McCarthy is clearly on the same page. He advised his fellow House Republicans to vote against any government funding bill that doesn’t address the surge in illegal immigration. “Under Biden and [Nancy] Pelosi there have been more than 3.5 million illegal border crossings – more than the entire population of Chicago,” McCarthy said. “Democrats’ open border policies have led to an unprecedented crisis, and they have no plan to secure the border. If Biden [and the] Democrats don’t use this government funding bill to address the border crisis immediately, I’m voting NO on this bill and I urge my colleagues to do the same.”
Is the Senate on Board?
The Senate votes today (Sept. 27) on a stopgap funding measure to avoid shutdown and kick the can down the line – past the midterms, of course – into December. But in the upper chamber, the spotlight shines not on the border but on an energy bill. In order to get the votes to pass the so-called Inflation Reduction Act, Senate Majority Leader Chuck Schumer (D-NY) promised Sen. Joe Manchin (D-WV) a must-pass piece of legislation – before the end of the fiscal year on Sept. 30 – to mandate that federal environmental reviews be completed faster. Manchin calls his proposal, which would speed up the permitting process for renewable projects like wind and solar as well as non-renewable ones like oil and gas, “the kind of balanced and all-of-the-above energy approach America needs if we are to defend this nation’s energy security from those who seem hell-bent on weakening it.”
Progressives are entirely against it, of course, and Sen. Bernie Sanders (I-VT) has declared he won’t support any government-funding CR (continuing resolution) that includes the Manchin proposal. Senate Minority Leader Mitch McConnell (R-KY) is pushing Republicans to vote against Manchin’s reform, but for different reasons. As he sees it, the plan simply isn’t strong enough to move the Biden administration on permitting. Instead, he wants more backers for Sen. Shelley Moore Capito’s (R-WV) version.

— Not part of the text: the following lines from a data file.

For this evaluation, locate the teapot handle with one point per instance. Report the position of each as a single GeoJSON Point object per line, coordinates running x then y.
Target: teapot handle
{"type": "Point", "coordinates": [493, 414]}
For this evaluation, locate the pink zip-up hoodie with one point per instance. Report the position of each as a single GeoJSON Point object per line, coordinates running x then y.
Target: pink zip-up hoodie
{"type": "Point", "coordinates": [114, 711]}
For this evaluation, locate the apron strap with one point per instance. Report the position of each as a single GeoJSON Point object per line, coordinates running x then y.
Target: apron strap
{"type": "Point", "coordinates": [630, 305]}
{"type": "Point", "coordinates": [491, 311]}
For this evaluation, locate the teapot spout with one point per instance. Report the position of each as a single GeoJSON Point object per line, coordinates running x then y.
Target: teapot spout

With Manchin’s energy legislation up in the air thanks to both Republican and progressive Democrat opposition, it’s unclear where the gentleman from West Virginia and his allies will fall on the CR itself. But in fighting over two similar bills regarding the government permitting process, are Senate Republicans ignoring the greater opportunity? McCarthy can demand border security until he’s blue in the face, but even with the full backing of his party in the House, he can’t stop Democrats from passing whatever bill they want. The real leverage lies in the Senate: Will McConnell and his colleagues wield it?